Hong Kong economy suffers on trade war, political turmoil

Hong Kong economy suffers on trade war, political turmoil

Hong Kong’s economy grew at its slowest annual pace since the financial crisis in the second quarter, official data showed, as the Asian finance hub struggles amid simmering trade tensions and ongoing political turmoil. Worse could be yet to come. 

Government figures released on Friday showed that GDP growth fell to 0.5 per cent in the second quarter year-on-year, worse than an earlier estimate of 0.6 per cent.

Some economists predict that Hong Kong is facing an imminent recession. Seasonally-adjusted GDP shrank by 0.4 per cent in the three months to June, compared to the first quarter. A technical recession is normally defined as two consecutive quarters of contraction.

“A cooling global and Chinese economy, the trade war and local political unrest are really the triple whammy that Hong Kong is facing right now,” said Gary Ng, an economist at Natixis. 

Second-quarter GDP, which captures activity in the three months to June, comes too early to gauge the impact of the unrest, which began in June when millions took to the streets initially against a bill that would allow criminal suspects to be extradited to mainland China. 

“So far, the most damaging factor to the Hong Kong economy is the trade war” leading to an exports downturn this year, said Iris Pang, greater China economist at ING. Other export-geared economies in the region, such as Singapore and South Korea, have similarly been caught in the trade war crossfire.

The effects of ugly political upheaval have started showing up in other data points.
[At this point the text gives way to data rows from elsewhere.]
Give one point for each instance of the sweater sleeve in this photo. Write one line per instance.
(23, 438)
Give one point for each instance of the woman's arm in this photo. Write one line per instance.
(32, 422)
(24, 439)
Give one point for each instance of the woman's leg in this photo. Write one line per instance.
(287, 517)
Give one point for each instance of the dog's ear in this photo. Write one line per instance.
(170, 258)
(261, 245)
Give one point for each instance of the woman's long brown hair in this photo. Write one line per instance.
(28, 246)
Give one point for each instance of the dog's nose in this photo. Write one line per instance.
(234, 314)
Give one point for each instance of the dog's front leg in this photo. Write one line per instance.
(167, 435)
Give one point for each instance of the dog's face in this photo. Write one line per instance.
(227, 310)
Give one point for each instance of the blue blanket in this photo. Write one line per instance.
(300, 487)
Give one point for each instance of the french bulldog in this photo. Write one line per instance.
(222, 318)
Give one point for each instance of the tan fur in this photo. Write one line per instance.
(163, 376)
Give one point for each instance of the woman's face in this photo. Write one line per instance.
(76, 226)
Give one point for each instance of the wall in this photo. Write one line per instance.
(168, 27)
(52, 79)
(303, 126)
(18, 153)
IHS Markit figures for July showed that private sector activity was its weakest since early 2009.

Carrie Lam, the territory’s leader, told reporters earlier this month that the economic harm unleashed by demonstrators was comparable to the devastating SARS epidemic of 2003. Analysts say that they expect protests to hit sectors including retail and tourism, and even Hong Kong’s red-hot residential property market, regularly crowned the world’s least affordable. 

There are few signs of things cooling off. Speculation is mounting that Chinese armed forces could act to quell the unrest, after mass protests prompted Hong Kong’s airport to suspend flights for two days this week, with reports suggesting that soldiers are massing across the border in Shenzhen. 
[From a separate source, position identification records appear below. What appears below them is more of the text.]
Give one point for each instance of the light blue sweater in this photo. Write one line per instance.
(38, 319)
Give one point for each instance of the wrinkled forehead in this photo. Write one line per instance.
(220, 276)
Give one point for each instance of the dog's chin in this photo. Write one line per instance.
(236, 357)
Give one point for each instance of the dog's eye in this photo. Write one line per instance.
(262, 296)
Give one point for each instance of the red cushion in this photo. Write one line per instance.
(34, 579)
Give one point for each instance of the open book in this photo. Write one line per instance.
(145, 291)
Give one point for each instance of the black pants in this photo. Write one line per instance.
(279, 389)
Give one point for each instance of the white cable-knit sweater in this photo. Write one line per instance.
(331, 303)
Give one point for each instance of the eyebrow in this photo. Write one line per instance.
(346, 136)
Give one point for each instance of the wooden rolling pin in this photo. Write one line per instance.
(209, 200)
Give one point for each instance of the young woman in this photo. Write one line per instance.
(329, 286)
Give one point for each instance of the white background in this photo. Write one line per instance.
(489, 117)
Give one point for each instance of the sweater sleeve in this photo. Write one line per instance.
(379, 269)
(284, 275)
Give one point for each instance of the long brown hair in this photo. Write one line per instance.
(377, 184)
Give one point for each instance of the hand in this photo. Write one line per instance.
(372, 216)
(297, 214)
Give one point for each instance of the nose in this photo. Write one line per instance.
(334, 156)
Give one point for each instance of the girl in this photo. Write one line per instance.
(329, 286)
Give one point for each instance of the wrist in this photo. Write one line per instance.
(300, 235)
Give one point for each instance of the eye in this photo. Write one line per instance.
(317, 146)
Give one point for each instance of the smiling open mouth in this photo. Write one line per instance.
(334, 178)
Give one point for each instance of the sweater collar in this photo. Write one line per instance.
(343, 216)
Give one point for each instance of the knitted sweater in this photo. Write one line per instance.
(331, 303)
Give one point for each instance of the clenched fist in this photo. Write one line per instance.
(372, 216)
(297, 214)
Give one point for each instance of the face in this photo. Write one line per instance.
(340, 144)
“In the extreme case of military intervention by the mainland, Hong Kong’s economy would face a deep contraction,” wrote economists at Capital Economics this week, who said such a scenario would spark capital flight and may even threaten the local currency’s longstanding peg to the US dollar. 

Financial secretary Paul Chan on Thursday unveiled an economic support package of HK$19.1bn ($2.4bn), including tax cuts and boosts to social security which add up to 0.3 per cent of GDP. Still, the government has downgraded its 2019 growth forecast to between zero and 1 per cent, from 2 to 3 per cent.

“The fundamental problem is weakening business and consumer confidence,” said Natixis’s Mr Ng. “Clearing [political] uncertainties is more essential than giving out cash.”